Diagnosis of Feline Retroviral Infections

Cats were tested for FIV and FeLV. Different diagnostic tests were used in the time interval considered for this retrospective cross-sectional study (2012–2019). In detail, anti-FIV antibodies were investigated with commercial kits (SNAP Combo Plus FeLV antigen and FIV antibody test, Idexx Laboratories, Westbrook, ME, USA (257 cats); Pet Check FIV anti- body test kit, IDEXX Laboratories, Westbrook, ME, USA (239 cats)). The FeLV positivity was assessed by a rapid ELISA test detecting p27 antigenemia (SNAP Combo Plus FeLV antigen and FIV antibody test, Idexx Laboratories, Westbrook, ME, USA (257 cats) or by blood real-time PCR (U3 region LTR-genesig® Advanced kit, Rownhams, UK (239 cats)). All tests were performed according to the manufacturer’s protocol.

2.6. Statistical Analysis

Statistical analysis was performed using GraphPad Prism version 7.0 for Windows (GraphPad Software, San Diego, CA, USA). Distribution of continuous variables was evaluated by D’Agostino–Pearson omnibus normality test, and descriptive statistics was performed for all the evaluated variables.

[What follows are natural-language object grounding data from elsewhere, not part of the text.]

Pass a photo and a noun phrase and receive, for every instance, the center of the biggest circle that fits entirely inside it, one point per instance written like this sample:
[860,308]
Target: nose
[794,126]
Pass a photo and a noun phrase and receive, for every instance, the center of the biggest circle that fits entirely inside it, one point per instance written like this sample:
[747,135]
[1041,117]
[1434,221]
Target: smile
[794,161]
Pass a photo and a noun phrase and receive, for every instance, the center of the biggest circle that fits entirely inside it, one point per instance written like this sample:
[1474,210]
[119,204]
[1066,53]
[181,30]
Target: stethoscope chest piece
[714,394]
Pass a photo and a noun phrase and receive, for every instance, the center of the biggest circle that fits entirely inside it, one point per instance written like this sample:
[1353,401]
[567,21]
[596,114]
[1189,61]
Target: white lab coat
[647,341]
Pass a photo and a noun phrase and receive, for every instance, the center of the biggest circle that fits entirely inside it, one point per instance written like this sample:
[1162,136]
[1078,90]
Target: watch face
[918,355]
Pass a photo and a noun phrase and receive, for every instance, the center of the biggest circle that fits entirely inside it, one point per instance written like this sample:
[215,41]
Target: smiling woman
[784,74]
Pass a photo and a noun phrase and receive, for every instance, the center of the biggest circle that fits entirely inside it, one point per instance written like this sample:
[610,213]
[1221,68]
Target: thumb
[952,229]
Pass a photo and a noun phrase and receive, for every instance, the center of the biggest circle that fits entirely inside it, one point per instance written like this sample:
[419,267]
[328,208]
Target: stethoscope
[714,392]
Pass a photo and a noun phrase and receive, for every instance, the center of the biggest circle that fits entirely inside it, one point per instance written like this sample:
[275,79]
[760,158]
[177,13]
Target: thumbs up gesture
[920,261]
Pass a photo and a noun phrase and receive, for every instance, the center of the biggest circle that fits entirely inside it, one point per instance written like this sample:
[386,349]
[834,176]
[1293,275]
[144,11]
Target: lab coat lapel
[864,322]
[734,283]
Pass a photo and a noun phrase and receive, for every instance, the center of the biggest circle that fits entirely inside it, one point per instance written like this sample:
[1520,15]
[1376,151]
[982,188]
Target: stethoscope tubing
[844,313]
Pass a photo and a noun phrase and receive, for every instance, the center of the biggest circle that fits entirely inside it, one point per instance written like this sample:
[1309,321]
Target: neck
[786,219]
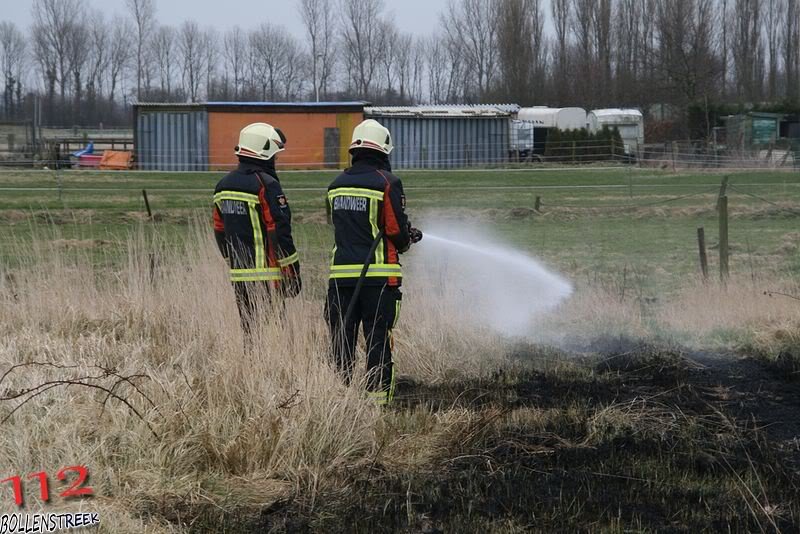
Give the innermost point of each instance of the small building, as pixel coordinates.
(752, 130)
(202, 136)
(629, 123)
(441, 137)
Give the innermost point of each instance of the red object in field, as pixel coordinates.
(90, 160)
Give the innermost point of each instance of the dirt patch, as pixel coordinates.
(619, 436)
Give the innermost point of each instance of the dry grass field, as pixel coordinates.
(648, 402)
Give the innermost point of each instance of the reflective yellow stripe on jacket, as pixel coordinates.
(261, 272)
(379, 268)
(376, 270)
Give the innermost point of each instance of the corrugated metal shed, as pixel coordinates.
(171, 137)
(441, 137)
(198, 136)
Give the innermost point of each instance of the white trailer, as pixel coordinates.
(529, 131)
(629, 122)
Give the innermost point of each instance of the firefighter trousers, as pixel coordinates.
(376, 310)
(253, 299)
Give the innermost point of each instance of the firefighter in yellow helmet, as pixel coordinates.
(367, 208)
(253, 223)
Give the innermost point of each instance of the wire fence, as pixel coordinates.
(457, 155)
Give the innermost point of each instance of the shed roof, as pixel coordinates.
(616, 112)
(443, 111)
(284, 107)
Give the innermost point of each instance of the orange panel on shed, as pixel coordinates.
(305, 136)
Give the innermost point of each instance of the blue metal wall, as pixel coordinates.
(446, 143)
(172, 140)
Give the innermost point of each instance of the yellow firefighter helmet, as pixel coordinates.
(371, 134)
(260, 141)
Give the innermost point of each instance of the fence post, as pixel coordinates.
(723, 190)
(723, 239)
(674, 149)
(701, 245)
(147, 204)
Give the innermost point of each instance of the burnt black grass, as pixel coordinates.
(644, 440)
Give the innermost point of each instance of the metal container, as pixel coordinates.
(171, 137)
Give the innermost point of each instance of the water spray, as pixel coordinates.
(489, 283)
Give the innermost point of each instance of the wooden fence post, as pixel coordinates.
(723, 239)
(701, 245)
(723, 190)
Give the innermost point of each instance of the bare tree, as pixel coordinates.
(561, 13)
(602, 31)
(193, 58)
(143, 13)
(773, 22)
(515, 46)
(582, 24)
(120, 53)
(628, 19)
(164, 52)
(297, 65)
(53, 25)
(270, 45)
(98, 58)
(791, 49)
(12, 61)
(77, 47)
(402, 64)
(746, 51)
(234, 50)
(690, 67)
(419, 54)
(210, 45)
(472, 26)
(388, 43)
(319, 21)
(361, 30)
(437, 69)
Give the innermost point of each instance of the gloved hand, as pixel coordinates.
(415, 234)
(292, 283)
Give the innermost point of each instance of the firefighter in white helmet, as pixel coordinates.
(253, 223)
(366, 204)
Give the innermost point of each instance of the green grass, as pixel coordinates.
(593, 222)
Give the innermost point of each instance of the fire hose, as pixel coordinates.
(416, 237)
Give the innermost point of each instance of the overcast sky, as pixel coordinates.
(418, 16)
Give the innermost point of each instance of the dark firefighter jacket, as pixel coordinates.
(363, 200)
(253, 224)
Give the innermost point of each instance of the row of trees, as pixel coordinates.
(590, 53)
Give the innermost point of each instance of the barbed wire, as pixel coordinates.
(762, 199)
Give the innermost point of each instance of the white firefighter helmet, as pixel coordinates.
(371, 134)
(260, 141)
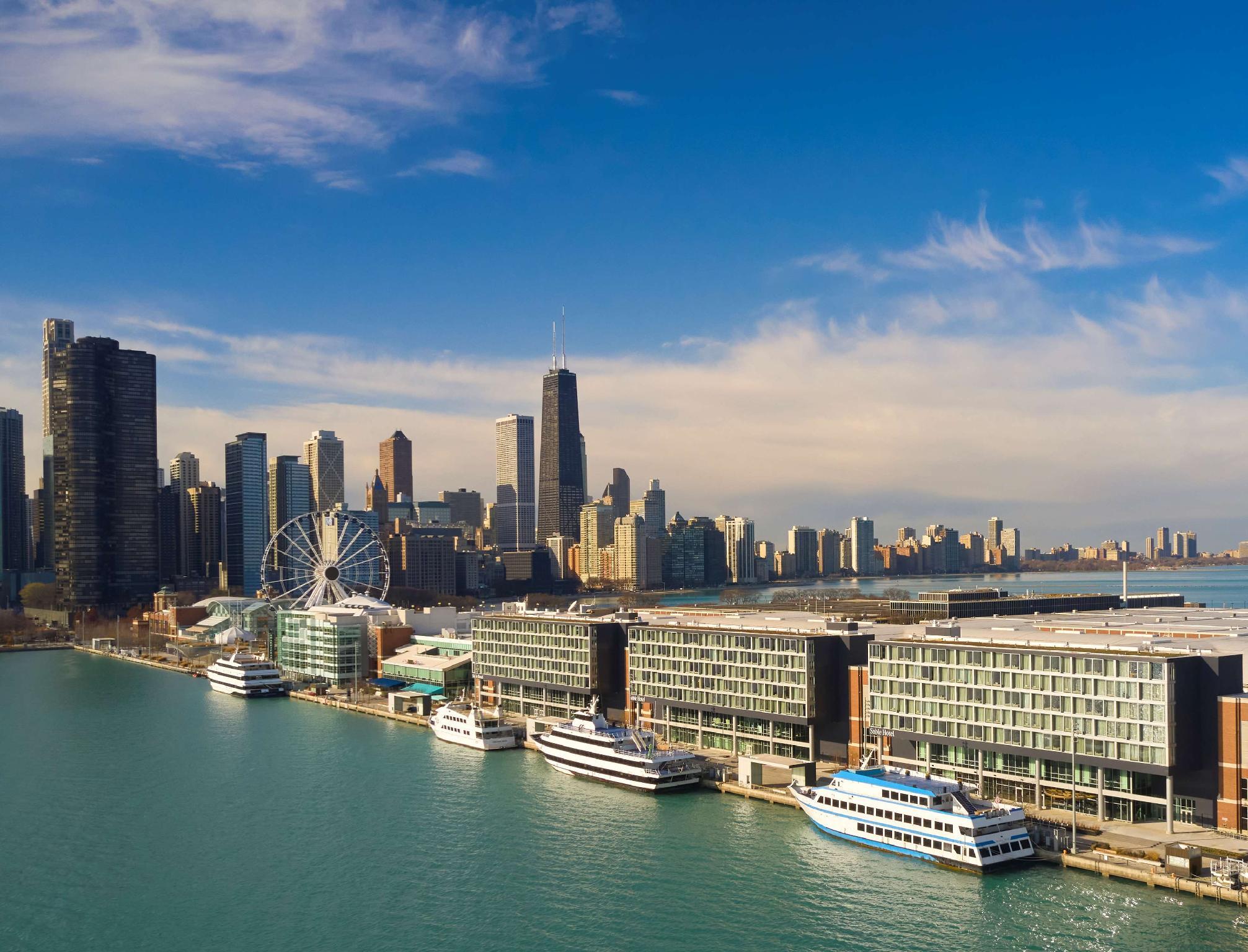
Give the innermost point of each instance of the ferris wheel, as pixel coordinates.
(322, 558)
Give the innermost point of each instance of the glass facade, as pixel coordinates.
(1115, 708)
(734, 685)
(325, 648)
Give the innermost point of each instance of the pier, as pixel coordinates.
(1122, 869)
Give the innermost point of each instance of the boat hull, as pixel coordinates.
(505, 743)
(846, 829)
(607, 774)
(275, 690)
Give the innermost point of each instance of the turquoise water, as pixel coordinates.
(1213, 586)
(141, 811)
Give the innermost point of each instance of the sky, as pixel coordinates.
(927, 263)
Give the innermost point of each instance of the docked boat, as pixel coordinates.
(930, 819)
(473, 726)
(246, 676)
(588, 746)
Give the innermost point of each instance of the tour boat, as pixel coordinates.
(246, 676)
(588, 746)
(473, 726)
(914, 815)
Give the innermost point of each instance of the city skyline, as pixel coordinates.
(918, 245)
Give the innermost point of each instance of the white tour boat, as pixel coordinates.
(588, 746)
(926, 818)
(473, 726)
(247, 677)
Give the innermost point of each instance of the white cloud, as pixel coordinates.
(955, 245)
(242, 81)
(626, 98)
(1233, 178)
(843, 262)
(593, 17)
(461, 162)
(939, 406)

Cats were classified according to four infection patterns: Li positive (IFAT and/or PCR) and FIV positive (Li+FIV+), Li positive and FIV negative (Li+FIV−), Li negative (IFAT and PCR) and FIV positive (Li−FIV+), and Li negative and FIV negative (Li−FIV−).

Fisher’s exact test was used to evaluate associations between the four infection patterns considered and signalment, history, clinical examination findings, CBC with blood smear morphological examination, degree of anemia, and its classification (regenerative/non regenerative, mycro/normo/macrocytic, hypo/normochromic). Parameters with 0 frequency were excluded from Fisher’s exact test.

Kruskal–Wallis test and Dunn’s multiple comparisons test were used to compare CBC values among the four infection patterns observed. This was performed for all cats enrolled as well as for those with CBC alterations.

The Spearman’s rank correlation test was used to assess the correlation between antibody titer and hemogram values of cats with CBC abnormalities.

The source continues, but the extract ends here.